Byłbym i jestem dumny, mogąc o dsobie powiedzieć, ze jestem graczem z generacji Fallouta. Dolicz do tego jeszcze Planescape''a, Elite, EVE, BG, IwD, Blade Runnera etc, etc, etc... Meh, dolicz River Run :D :D :D I z Bogiem jak chcesz na PSie w to zagrać ;P
A jeśli dla ciebie nazwanie cię członkiem generacji jednej ze sztandarowych gier na konsole jest obelgą to przykro mi, ze na konsolach musicie sie tak strasznie męczyć ;P

Dnia 19.02.2008 o 23:20, Blizzard Beast napisał:

Czyli przyznaję, że pierwszego Fallouta można było zrobić za milion dolców, a trzeciego
trzeba za dwadzieścia.

Trzeba gdyż...?

Dnia 19.02.2008 o 23:20, Blizzard Beast napisał:

I tego nie rozumiem. I tego nie zrozumiem nigdy,
bo ty w nią grać nie będziesz musiał, a ja będę mógł. A tyn byś wolał, abym ja nigdy
nie mógł w nią zagrać. Sorry, nie jarzę tego typu podejścia. Nie podoba się - nie graj,
ale daj grać innym.

Niech sobie wszyscy grają - ale grajmy w grę wysoką jakościowo. Gra która nazywa się Fallout, powinna sprostać oczekiwaniom jakie się stawia grze o nazwie Fallout. A te oczekiwania wynikają nie z tego jakie były wcześniejsze edycje tej gry, nie z tego by ubawić graczy, którzy o poprzednich częściach nie wiedzą nic, bo wszystko czym żyją to casualowe zręcznościówki na kosnolach - czyli wszystko czym F1 i F2 nie były. Grajcie sobie w postapokaliptyczne shootery i co tam jeszcze chcecie, ale po co nazywać Falloutem to co nim nie jest?!

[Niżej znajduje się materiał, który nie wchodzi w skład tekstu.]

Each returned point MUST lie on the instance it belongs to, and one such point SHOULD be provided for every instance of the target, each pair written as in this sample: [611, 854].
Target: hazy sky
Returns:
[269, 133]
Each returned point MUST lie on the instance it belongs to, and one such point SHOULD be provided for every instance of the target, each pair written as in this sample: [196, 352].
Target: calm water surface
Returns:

Dnia 19.02.2008 o 23:20, Blizzard Beast napisał:

No to kajam się. Ktoś inny się pochwali, czy wszyscy zaraz wyadą z tego typu kwotami?
Czy może czekaliście aż "stanieje"? Załość.

Heh... czyli krótko mówiąc jeśli bym napisał, ze wydałem 50zł to byś mi powiedział że ''czekałem aż stanieje'', a gdy piszę, że kupiłem grę w wersji amerykańskiej to sie ''chwalę'' ile wydałem. Mącisz już strasznie... Przyznaj po prostu, że nie tego się spodziewałeś.

Dnia 19.02.2008 o 23:20, Blizzard Beast napisał:

Sorry, to że ty grałeś w Obliviona jak w shootera, to twoja sprawa.

Heh, grałem w Obliviona jak cRPG, starając się jak najwięcej dowiedzieć o grze i jak najbardziej skorzystać z jej mechaniki. Czarujący wojownik strzelający z łuku - czemu nie?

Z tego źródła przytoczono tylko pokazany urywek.